The tradeoff is throughput: FIFO queues are limited to 3,000 messages per second with batching (300 without), compared to effectively unlimited for standard queues. For a daily batch of a few dozen files, this is irrelevant.

The Queue Configuration

resource "aws_sqs_queue" "data_download_fifo" {
  name                        = "data-download-queue.fifo"
  fifo_queue                  = true
  content_based_deduplication = true
  kms_master_key_id           = "alias/aws/sqs"

  visibility_timeout_seconds = 3600    # 60 minutes
  message_retention_seconds  = 1209600 # 14 days
}

resource "aws_sqs_queue" "data_download_dlq" {
  name              = "data-download-dlq.fifo"
  fifo_queue        = true
  kms_master_key_id = "alias/aws/sqs"
  message_retention_seconds = 1209600
}

resource "aws_sqs_queue_redrive_policy" "data_download_redrive" {
  queue_url = aws_sqs_queue.data_download_fifo.id

  redrive_policy = jsonencode({
    deadLetterTargetArn = aws_sqs_queue.data_download_dlq.arn
    maxReceiveCount     = 3
  })
}

Several decisions are worth unpacking here.

`content_based_deduplication = true`

With content-based deduplication enabled, SQS computes a SHA-256 hash of the message body and uses it as the deduplication ID. Any message with the same body sent within the 5-minute deduplication window is silently discarded.

The alternative is to supply an explicit MessageDeduplicationId per message, which is what the producer does:

await sqs.send(new SendMessageCommand({
  QueueUrl:               QUEUE_URL,
  MessageBody:            JSON.stringify({ FileID: fileId, Entity: entity, BatchID: batchId }),
  MessageGroupId:         'data-download-group',
  MessageDeduplicationId: fileId              // e.g. "accounts-2026-02-28"
}));

When MessageDeduplicationId is provided explicitly, it takes precedence over content-based deduplication. This is the right approach here: the dedup key is the logical identity of the job (fileId), not the hash of the message body. If the producer ever adds metadata to the message body (a timestamp, a batch ID) without changing fileId, content-based dedup would fail to catch the duplicate, but the explicit ID wouldn’t.

The combination of content_based_deduplication = true in Terraform and an explicit MessageDeduplicationId in the SDK call means: explicit ID is used when provided, content-based acts as a fallback for any send path that forgets to set one.

`MessageGroupId`

Every FIFO message must belong to a group. Messages within the same group are delivered in strict order and are processed one at a time: a message is not delivered until the previous message in the group is no longer in flight.

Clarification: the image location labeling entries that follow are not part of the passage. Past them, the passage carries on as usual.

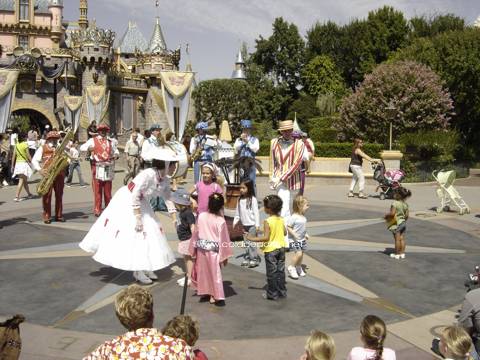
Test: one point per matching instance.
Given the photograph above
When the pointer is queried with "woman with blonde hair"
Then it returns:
(355, 167)
(373, 332)
(319, 346)
(455, 343)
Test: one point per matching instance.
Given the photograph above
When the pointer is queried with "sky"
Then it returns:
(215, 29)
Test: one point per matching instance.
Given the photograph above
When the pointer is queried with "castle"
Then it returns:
(71, 73)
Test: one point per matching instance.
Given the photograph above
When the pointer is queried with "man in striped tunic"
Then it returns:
(286, 157)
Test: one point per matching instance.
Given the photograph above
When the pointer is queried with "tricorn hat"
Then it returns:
(285, 125)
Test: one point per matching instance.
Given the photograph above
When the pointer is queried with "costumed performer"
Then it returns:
(247, 145)
(45, 154)
(286, 157)
(128, 235)
(103, 155)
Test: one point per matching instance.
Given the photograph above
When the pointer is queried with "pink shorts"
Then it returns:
(183, 247)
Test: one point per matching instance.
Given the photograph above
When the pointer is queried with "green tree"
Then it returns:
(282, 55)
(223, 99)
(455, 56)
(407, 94)
(321, 76)
(422, 26)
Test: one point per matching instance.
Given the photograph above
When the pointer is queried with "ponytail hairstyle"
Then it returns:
(250, 192)
(373, 331)
(456, 343)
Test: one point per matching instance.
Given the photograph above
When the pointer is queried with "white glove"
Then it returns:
(138, 223)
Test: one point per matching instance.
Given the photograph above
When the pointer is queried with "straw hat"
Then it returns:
(285, 125)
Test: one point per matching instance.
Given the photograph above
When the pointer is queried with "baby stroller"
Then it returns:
(388, 181)
(447, 193)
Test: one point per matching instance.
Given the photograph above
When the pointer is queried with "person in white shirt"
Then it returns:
(247, 214)
(103, 155)
(247, 145)
(132, 154)
(74, 156)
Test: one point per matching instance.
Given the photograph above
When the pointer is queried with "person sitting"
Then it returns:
(184, 327)
(134, 310)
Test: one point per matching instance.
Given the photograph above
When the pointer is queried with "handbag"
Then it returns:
(207, 245)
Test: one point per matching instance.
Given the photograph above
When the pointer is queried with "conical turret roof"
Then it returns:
(157, 42)
(132, 40)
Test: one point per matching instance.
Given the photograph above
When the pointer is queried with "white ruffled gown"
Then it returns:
(113, 238)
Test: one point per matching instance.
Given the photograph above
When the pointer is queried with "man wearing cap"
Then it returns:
(102, 152)
(286, 157)
(45, 155)
(200, 150)
(247, 145)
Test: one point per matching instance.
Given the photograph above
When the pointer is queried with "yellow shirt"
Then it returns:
(277, 234)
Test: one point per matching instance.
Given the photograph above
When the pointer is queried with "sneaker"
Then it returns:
(300, 271)
(292, 272)
(151, 275)
(142, 278)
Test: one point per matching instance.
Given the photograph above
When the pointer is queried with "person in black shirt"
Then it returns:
(185, 229)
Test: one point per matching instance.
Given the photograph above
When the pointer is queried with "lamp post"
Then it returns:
(392, 113)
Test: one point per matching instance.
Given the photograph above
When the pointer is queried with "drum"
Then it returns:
(233, 195)
(182, 164)
(104, 171)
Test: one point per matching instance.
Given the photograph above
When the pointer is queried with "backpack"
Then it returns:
(10, 341)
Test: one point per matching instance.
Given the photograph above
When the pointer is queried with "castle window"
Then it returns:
(24, 10)
(23, 41)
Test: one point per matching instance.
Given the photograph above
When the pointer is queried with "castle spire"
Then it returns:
(157, 42)
(83, 19)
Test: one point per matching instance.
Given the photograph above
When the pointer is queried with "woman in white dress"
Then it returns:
(128, 235)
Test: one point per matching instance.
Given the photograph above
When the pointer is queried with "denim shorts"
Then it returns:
(400, 228)
(298, 245)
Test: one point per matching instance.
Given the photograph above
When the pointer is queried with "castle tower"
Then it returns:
(239, 72)
(83, 19)
(56, 9)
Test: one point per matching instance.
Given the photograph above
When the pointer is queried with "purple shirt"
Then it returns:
(204, 191)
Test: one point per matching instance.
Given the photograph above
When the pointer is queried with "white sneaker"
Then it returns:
(300, 271)
(292, 272)
(142, 278)
(151, 275)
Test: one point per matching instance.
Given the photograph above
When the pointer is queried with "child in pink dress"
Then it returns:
(210, 245)
(207, 186)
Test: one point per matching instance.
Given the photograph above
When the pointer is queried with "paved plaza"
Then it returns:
(67, 297)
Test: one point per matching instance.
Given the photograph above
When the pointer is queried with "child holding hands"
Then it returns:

All messages here use MessageGroupId: 'data-download-group'. This means:

Files are processed in the order they were queued
Only one Fargate task can be actively processing a message from this group at a time (from the queue’s perspective)

For this workload, strict ordering is not a hard requirement; files are independent of each other. Using a single group is a pragmatic choice: it simplifies configuration and the throughput limit (one in-flight message per group) is not a bottleneck when tasks run for ~60 seconds and a batch contains a handful of files.

If you had hundreds of files and needed true parallelism, you would use a unique MessageGroupId per file (e.g. the file ID itself). Each group would then be independent, and multiple tasks could process simultaneously. The tradeoff is that you lose ordering guarantees across groups (though you retain them within each group).

`visibility_timeout_seconds = 3600`

When SQS delivers a message to a consumer, it hides that message from all other consumers for the visibility timeout period. If the consumer acknowledges (deletes) the message before the timeout expires, it is gone. If it does not – because the consumer crashed, the task failed, or processing took too long – the message becomes visible again and is redelivered.

The 3600-second (60-minute) timeout is intentionally generous. A Fargate task needs to download a file from an external URL, decrypt it in memory, and upload to S3. On a slow upstream host or for a large file, this could take well over the 5 or 15 minutes common for Lambda workloads. Setting the timeout too low causes false redeliveries: the task is still running, but SQS thinks it has failed and delivers the message again.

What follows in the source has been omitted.